The petition for rehearing is denied.

. February 21, 1973 was the date of the original decision of this appeal. On March 31, 1973 the respondents (appellees) filed a brief in which, for the first time, they sought to place reliance upon portions of a publication styled “Rules of the United States Board of Parole, effective January 1, 1971.” We are not advised as to whether or where those “rules” have been published in the Federal Register as required by 5 U.S.C. § 552 and 44 U.S.C. § 1507. Suffice it to say that the belatedly cited “rules” have not convinced us of any error in our original holding.

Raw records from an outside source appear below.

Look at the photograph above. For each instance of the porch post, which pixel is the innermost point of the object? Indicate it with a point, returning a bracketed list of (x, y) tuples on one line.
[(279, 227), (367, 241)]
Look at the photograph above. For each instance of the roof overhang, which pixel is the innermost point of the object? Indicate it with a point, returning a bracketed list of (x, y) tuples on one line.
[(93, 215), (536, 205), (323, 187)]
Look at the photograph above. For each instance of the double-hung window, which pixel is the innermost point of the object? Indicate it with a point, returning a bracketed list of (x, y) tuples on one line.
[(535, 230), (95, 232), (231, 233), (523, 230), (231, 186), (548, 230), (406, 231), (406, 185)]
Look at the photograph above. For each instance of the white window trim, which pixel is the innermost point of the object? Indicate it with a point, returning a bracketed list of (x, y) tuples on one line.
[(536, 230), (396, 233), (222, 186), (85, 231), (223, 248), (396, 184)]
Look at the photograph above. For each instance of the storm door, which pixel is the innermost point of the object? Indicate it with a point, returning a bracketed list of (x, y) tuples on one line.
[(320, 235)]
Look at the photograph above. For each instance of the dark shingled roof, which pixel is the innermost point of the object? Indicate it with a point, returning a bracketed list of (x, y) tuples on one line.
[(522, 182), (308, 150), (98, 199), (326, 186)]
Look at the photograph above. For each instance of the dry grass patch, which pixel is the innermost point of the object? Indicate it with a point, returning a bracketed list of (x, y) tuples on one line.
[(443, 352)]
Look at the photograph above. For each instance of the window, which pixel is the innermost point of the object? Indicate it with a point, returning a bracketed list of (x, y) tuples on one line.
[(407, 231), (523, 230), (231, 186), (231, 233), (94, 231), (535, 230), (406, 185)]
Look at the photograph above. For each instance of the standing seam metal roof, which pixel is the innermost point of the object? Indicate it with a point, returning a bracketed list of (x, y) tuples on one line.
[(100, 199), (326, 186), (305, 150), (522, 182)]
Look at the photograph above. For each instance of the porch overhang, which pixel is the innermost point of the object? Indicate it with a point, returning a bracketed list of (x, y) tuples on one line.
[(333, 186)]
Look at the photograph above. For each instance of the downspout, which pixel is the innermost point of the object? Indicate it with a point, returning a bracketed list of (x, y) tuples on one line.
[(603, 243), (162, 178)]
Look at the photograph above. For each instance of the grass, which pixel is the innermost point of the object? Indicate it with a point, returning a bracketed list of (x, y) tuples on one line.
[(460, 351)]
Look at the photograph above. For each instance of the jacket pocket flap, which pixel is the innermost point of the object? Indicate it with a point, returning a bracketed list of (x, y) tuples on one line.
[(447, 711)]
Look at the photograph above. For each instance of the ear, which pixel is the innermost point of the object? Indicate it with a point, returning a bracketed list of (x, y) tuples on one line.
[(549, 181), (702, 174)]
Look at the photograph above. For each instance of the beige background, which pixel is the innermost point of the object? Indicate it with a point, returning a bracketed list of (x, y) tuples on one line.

We adhere to our decision to base that holding on a narrow ground in deference to the holding of the Tenth Circuit in Earnest v. Moseley, 1970, 426 F.2d 466, 469. Nonetheless the doubt which we expressed as to the validity of that holding has been strengthened by the following considerations. Discretion is vested in the eight member Board of Parole (18 U.S.C. § 4201) to revoke an order of parole, terminate the parole, modify its terms and conditions, and require the prisoner to serve all or any part of the remainder of the term for which he was sentenced. (18 U.S.C. § 4207). Federal Trade Commission v. Flotill Products, Inc., 1967, 389 U.S. 179, 183, 184, 88 S.Ct. 401, 19 L.Ed.2d 398, held that absent a contrary statutory provision, the common law rule applies to the ascertainment of the number of members required to act for a collective body. The common law rule, according to that case, is that it requires a majority of a quorum which constitutes a majority of the collective body to act for the body. Under that decision, it would seem that five members would constitute a quorum of the eight member Board and that the discretion vested in the Board could, in no event, be exercised by less than three members constituting a majority of that quorum.






Rehearing

ON PETITION FOR REHEARING EN BANC ¡

Before BROWN, Chief Judge, and WISDOM, GEWIN, BELL, THORN-BERRY, COLEMAN, GOLDBERG, AINSWORTH, GODBOLD, DYER, SIMPSON, MORGAN, CLARK, RON-EY, and GEE, Circuit Judges.

BY THE COURT:

A member of the Court in active service having requested a poll on the application for rehearing en banc and a majority of the judges in active service having voted in favor of granting a rehearing en banc.

It is ordered that the cause shall be reheard by the Court en banc on briefs without oral argument.